Em 2021, parece que vai acontecer algo parecido. No Orçamento ainda em execução, o governo anunciou planos para injetar na economia mais de 6 mil milhões no final deste ano dito de retoma.
Não deve acontecer. No final de setembro, no reporte dos défices enviado a Bruxelas, as Finanças revelaram que o investimento público vai ficar bastante abaixo desse valor: o corte foi de 391 milhões e assim o investimento anual do Estado e outras entidades públicas deverá ficar-se pelos 5,6 mil milhões de euros.
É um valor compatível com o défice de 4,5% do PIB em 2021, que o ministro das Finanças, João Leão, comunicou nas reuniões que teve com os partidos na Assembleia da República.

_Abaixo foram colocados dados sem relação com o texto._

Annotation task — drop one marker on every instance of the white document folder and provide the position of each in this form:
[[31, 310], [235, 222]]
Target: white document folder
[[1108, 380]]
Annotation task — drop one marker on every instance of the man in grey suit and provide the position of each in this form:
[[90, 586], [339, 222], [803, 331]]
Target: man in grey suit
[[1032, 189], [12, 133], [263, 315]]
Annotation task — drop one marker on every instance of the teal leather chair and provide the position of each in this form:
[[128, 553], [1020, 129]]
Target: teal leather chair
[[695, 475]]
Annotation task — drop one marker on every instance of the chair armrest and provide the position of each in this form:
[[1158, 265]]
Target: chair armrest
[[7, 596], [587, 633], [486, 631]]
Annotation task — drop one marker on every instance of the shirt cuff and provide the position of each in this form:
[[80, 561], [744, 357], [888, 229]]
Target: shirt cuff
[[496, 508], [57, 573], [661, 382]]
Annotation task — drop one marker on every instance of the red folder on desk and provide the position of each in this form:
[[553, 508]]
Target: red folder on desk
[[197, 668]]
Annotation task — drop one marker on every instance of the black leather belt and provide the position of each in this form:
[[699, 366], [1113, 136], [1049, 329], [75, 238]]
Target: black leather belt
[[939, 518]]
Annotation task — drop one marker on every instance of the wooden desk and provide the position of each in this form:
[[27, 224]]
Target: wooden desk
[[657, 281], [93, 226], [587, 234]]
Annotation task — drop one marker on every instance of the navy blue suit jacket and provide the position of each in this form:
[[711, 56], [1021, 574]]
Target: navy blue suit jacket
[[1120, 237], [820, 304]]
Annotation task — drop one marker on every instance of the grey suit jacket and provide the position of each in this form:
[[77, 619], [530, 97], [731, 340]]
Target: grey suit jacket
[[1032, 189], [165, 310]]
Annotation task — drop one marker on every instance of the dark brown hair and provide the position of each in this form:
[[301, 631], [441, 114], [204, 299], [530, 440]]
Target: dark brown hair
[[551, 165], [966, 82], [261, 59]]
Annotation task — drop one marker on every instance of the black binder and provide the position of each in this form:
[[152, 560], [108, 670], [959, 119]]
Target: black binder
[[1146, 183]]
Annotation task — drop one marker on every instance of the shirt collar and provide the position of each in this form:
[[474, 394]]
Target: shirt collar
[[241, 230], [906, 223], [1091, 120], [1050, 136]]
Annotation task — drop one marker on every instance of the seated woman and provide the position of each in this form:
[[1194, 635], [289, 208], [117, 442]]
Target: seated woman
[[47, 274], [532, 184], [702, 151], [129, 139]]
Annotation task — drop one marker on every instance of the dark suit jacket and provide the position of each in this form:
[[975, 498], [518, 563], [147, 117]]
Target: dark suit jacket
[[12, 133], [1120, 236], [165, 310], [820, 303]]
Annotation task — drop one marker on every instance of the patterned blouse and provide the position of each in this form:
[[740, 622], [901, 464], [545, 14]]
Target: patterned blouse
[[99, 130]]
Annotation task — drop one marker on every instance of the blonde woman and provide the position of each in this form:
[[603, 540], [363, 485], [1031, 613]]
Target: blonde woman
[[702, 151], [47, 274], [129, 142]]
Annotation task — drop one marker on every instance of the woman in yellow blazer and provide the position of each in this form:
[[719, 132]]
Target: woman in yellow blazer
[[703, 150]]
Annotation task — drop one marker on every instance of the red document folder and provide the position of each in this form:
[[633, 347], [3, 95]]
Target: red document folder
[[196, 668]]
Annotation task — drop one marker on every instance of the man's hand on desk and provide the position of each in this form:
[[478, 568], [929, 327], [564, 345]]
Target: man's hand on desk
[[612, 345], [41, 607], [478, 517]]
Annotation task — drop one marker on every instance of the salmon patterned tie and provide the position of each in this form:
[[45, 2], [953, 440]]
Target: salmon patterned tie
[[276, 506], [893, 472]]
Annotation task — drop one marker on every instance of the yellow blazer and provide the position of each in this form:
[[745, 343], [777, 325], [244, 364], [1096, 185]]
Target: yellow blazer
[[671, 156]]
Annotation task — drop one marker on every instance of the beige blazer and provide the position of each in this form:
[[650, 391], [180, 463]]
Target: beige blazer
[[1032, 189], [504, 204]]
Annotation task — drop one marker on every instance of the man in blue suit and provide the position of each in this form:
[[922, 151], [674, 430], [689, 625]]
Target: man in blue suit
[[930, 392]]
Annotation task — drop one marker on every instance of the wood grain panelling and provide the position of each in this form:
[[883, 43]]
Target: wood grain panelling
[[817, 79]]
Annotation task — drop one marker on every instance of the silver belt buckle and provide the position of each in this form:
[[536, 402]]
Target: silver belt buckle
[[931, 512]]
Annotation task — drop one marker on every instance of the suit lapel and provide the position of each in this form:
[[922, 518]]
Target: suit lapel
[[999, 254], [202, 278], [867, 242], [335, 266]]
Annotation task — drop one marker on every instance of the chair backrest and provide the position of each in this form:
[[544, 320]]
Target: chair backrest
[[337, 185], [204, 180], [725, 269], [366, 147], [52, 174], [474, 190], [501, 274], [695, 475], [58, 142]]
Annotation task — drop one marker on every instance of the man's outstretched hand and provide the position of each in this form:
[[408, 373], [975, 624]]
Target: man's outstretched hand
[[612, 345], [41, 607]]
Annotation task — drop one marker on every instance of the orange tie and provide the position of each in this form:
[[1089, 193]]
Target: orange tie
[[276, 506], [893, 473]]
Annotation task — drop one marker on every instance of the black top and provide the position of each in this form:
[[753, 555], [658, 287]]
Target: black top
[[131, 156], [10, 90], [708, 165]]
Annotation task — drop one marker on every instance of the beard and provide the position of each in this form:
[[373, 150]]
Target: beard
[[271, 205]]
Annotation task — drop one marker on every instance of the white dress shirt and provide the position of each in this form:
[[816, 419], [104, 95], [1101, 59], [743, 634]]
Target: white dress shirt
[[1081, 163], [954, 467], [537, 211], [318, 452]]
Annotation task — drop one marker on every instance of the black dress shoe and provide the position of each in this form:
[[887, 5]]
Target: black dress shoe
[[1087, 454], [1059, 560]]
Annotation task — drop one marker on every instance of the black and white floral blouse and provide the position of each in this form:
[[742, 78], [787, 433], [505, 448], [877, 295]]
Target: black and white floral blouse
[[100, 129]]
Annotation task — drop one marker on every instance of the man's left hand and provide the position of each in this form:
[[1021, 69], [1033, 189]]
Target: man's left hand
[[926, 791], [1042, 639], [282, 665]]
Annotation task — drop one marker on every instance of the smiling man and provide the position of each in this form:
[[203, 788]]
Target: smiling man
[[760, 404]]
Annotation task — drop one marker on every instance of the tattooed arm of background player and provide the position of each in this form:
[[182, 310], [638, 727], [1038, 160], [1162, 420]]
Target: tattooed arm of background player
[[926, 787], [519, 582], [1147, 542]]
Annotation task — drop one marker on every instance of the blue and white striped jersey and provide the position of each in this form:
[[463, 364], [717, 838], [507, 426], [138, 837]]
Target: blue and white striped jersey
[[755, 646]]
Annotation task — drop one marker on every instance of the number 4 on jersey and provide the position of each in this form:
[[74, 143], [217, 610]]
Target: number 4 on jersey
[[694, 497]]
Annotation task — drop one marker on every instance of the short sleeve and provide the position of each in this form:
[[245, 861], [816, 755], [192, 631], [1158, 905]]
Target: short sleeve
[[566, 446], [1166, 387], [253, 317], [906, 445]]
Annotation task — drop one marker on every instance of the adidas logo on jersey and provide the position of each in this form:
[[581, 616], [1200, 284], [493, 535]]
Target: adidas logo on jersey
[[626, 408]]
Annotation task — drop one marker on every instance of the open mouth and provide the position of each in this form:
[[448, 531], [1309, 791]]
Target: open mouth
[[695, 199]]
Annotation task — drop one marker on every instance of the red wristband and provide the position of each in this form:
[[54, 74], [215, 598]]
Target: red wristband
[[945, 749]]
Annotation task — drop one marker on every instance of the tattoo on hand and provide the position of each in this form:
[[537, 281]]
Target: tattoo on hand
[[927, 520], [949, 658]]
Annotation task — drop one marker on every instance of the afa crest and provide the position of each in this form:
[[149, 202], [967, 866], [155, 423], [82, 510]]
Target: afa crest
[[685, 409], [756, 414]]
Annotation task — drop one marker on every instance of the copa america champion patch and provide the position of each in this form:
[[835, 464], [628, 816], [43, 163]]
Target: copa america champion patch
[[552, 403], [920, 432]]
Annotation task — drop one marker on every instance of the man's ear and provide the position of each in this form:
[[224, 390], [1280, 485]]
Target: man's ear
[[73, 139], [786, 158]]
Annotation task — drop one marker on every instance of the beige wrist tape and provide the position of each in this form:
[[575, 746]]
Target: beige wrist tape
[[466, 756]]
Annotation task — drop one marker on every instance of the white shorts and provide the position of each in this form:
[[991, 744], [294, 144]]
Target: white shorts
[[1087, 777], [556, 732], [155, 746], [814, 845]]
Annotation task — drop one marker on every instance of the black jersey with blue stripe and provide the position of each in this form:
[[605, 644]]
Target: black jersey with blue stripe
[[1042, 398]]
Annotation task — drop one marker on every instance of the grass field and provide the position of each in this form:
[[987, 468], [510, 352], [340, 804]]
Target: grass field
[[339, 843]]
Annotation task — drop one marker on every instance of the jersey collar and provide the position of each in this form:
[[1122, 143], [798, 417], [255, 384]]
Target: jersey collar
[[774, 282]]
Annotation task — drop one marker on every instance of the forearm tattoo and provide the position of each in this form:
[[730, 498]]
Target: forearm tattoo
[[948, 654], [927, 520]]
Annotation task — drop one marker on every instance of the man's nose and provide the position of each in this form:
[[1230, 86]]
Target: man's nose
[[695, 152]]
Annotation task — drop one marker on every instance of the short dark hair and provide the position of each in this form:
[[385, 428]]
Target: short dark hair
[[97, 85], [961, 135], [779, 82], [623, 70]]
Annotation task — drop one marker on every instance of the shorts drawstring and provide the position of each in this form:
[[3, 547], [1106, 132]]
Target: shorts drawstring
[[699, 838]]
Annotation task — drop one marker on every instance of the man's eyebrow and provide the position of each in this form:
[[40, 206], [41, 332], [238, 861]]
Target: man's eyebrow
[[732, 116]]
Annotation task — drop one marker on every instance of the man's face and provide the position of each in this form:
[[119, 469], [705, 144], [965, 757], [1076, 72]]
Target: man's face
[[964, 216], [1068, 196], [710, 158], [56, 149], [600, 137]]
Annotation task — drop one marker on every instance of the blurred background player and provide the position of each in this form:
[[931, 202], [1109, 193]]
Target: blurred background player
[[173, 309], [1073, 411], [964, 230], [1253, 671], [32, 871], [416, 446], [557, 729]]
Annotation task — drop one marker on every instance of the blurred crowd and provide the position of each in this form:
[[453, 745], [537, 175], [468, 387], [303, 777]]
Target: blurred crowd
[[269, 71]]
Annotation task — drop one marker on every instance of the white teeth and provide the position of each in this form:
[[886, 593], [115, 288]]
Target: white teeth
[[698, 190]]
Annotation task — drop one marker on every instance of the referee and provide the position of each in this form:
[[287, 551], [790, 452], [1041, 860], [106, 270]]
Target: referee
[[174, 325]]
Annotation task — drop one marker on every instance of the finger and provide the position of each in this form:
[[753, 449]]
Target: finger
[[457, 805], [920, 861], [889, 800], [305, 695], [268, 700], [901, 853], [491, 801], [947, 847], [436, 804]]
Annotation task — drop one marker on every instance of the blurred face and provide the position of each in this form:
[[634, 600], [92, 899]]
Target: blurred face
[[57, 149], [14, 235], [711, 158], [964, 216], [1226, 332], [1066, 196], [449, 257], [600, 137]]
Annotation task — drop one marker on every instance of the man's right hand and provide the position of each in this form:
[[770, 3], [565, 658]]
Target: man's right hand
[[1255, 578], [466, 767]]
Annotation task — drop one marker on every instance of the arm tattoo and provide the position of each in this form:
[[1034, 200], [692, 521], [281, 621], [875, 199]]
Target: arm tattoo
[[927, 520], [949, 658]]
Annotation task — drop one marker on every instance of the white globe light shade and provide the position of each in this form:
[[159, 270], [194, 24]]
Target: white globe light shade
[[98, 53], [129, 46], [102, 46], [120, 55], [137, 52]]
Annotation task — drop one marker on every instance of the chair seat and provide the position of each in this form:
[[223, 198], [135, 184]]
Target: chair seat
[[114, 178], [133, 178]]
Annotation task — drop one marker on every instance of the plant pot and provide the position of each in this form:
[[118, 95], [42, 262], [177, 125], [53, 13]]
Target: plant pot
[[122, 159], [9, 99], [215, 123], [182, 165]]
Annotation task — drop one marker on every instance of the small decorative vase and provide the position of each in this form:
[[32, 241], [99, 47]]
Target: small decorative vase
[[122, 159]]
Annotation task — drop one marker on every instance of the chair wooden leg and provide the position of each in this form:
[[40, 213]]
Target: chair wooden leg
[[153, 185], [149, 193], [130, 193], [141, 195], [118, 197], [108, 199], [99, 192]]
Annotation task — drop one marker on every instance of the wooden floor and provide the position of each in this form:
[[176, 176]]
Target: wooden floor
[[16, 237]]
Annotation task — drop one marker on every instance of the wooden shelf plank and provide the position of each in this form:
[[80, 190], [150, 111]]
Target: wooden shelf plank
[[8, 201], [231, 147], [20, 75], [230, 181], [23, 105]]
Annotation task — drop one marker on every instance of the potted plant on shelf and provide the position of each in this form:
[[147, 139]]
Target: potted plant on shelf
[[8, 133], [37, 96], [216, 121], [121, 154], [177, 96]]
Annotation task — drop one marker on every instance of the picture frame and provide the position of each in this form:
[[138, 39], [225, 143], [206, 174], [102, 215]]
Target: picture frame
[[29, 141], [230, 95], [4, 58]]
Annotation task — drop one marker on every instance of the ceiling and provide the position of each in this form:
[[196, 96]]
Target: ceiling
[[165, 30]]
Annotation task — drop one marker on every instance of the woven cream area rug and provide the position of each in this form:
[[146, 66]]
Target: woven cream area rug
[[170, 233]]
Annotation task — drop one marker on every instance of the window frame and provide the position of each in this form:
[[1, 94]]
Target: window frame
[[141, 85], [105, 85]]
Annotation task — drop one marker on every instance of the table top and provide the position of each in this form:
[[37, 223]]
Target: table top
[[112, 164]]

Os dados da execução orçamental também mostram que este investimento (que tinha de subir mais de 26% para atingir a meta) estava a andar a um ritmo de 17,6%. Bastante abaixo, portanto.
'Efeito fundos europeus e eleições' existe mesmo
Nesta semana, o Banco de Portugal também assinalou a revisão em baixa do ritmo do investimento total em 2021 devido "às dificuldades nas cadeias de abastecimento de matérias-primas e outros bens intermédios". E que "na indústria transformadora, observou-se um aumento dos preços das matérias-primas e redução de stocks".
Mas disse que os fundos europeus e o efeito eleições estavam a segurar a fasquia. "Na segunda metade do ano, o investimento beneficia do recebimento de fundos europeus. Em particular, o investimento público deverá crescer em linha com o orçamentado em 2021, influenciado também pelas eleições autárquicas", refere o banco central agora governado por Mário Centeno.
Mas em 2022, já com os fundos do Plano de Recuperação e Resiliência a todo o vapor (espera-se), o novo OE contempla o referido salto histórico de 30% em 2022. O número foi revelado pelo deputado do PEV, José Luís Ferreira. Significa isto que Costa e Leão estão a acenar com um investimento público que pode superar 7 mil milhões neste ano. Uma vez mais, é preciso recuar até à era Sócrates, a 2009 e 2010, para encontrarmos valores superiores (executados).
Numa aparente operação de charme virada à esquerda, com especial olho no BE, o primeiro-ministro disse há dias, citado pela Lusa, que as "prioridades do governo" são "apostar nas novas gerações, classe média, melhoria do investimento publico e dos serviços públicos". Estava "confiante" numa aproximação com o BE.